Materials and methods: S. aureus was engineered with a luciferase operon to emit bioluminescence that can be detected in vivo using an IVIS imaging system. Two rifampicin-resistant strains of S. aureus that were previously isolated from animals undergoing rifampicin treatment, S464P (resistant to low concentrations of rifampicin) and H481Y (resistant to high concentrations of rifampicin), were characterized and then compared with their parental strain for in vivo fitness to form biofilm infections in the absence of rifampicin.
Results: The mutant S464P showed better adaptation to in vivo growth than either the parental strain or H481Y without selective pressure.
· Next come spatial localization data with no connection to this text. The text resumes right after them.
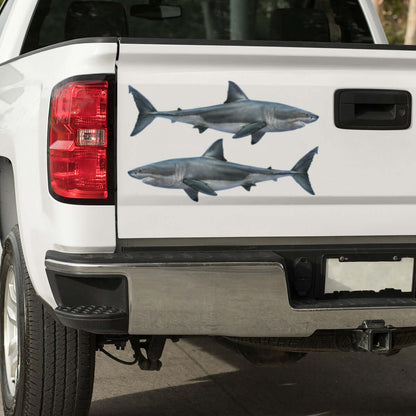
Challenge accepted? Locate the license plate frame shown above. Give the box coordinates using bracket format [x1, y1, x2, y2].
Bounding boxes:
[322, 254, 416, 297]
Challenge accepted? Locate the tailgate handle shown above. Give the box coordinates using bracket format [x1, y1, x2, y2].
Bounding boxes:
[335, 89, 411, 130]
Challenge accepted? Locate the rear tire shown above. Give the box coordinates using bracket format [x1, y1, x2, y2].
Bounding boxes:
[0, 227, 96, 416]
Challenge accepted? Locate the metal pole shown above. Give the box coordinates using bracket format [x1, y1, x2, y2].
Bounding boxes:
[230, 0, 251, 40]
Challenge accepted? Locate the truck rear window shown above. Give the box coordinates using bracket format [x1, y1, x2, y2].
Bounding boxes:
[22, 0, 373, 54]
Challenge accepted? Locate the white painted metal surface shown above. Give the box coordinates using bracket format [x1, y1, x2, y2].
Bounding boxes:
[0, 0, 38, 62]
[359, 0, 389, 44]
[117, 43, 416, 239]
[0, 42, 118, 307]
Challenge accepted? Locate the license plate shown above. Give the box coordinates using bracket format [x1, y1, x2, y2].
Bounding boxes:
[324, 257, 414, 294]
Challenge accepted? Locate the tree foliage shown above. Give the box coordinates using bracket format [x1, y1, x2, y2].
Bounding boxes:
[377, 0, 409, 44]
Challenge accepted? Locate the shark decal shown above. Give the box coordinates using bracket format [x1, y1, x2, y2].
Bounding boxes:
[128, 140, 318, 201]
[129, 82, 319, 145]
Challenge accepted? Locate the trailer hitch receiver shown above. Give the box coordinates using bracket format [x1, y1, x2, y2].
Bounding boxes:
[352, 320, 394, 353]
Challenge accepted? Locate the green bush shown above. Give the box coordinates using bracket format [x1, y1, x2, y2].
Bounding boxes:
[382, 0, 409, 44]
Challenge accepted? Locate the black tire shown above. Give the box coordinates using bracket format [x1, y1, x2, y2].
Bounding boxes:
[0, 227, 96, 416]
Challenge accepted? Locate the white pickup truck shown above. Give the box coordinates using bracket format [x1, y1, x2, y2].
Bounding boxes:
[0, 0, 415, 414]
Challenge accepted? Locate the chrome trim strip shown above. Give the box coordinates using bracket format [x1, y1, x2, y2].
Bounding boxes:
[45, 259, 280, 273]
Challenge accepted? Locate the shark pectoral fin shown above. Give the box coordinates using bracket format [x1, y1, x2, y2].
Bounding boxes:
[242, 183, 256, 192]
[224, 81, 249, 104]
[194, 125, 208, 134]
[233, 122, 267, 139]
[183, 178, 217, 196]
[251, 132, 265, 145]
[184, 188, 199, 202]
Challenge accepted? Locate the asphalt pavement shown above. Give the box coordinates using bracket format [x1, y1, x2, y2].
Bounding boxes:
[89, 337, 416, 416]
[1, 337, 416, 415]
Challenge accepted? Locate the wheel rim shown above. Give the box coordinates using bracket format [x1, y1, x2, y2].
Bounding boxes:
[4, 265, 19, 397]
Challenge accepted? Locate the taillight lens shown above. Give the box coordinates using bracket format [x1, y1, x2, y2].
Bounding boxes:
[49, 80, 109, 199]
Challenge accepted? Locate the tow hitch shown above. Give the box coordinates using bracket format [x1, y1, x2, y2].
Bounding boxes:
[352, 320, 395, 353]
[130, 336, 167, 371]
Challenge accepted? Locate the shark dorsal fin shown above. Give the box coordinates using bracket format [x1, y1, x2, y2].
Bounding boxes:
[202, 139, 227, 161]
[224, 81, 248, 104]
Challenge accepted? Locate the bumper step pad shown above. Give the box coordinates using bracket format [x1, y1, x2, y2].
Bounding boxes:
[55, 305, 128, 334]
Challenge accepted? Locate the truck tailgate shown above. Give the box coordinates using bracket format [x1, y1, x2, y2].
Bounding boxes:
[116, 42, 416, 239]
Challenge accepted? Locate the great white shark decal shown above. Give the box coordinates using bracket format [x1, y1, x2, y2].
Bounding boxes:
[129, 82, 319, 145]
[128, 140, 318, 201]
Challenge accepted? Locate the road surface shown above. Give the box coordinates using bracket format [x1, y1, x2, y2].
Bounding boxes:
[88, 337, 416, 416]
[0, 336, 415, 415]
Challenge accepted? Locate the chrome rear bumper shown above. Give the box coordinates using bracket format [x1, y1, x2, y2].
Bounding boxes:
[45, 251, 416, 337]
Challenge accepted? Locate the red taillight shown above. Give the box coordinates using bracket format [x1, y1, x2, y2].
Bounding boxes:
[49, 80, 109, 200]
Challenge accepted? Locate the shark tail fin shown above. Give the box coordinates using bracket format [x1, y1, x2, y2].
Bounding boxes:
[129, 85, 157, 136]
[291, 147, 319, 195]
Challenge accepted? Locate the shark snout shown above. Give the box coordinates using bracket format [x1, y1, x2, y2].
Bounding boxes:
[128, 168, 148, 180]
[290, 110, 319, 127]
[304, 112, 319, 123]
Six days after implanting pre-colonized catheters, bioluminescent signals were seen from 100% of the catheters coated by the mutant S464P. In comparison, only 83% and 61% of the catheters coated by the parental strain and H481Y, respectively, maintained a signal in vivo. Rifampicin treatment of S464P biofilms in vivo resulted in a slight decline, but earlier rebound in bioluminescence from these catheters compared with the parental signal, whereas rifampicin had no affect on bioluminescence in mice infected with mutant H481Y.
Conclusions: The mutant with low-level rifampicin resistance appears to be better adapted to in vivo growth than the mutant that has high-level rifampicin resistance. Moreover, the former mutant may actually have a slight competitive advantage over the rifampicin-susceptible strain (parental), raising awareness for the occurrence of such strains in clinical environments.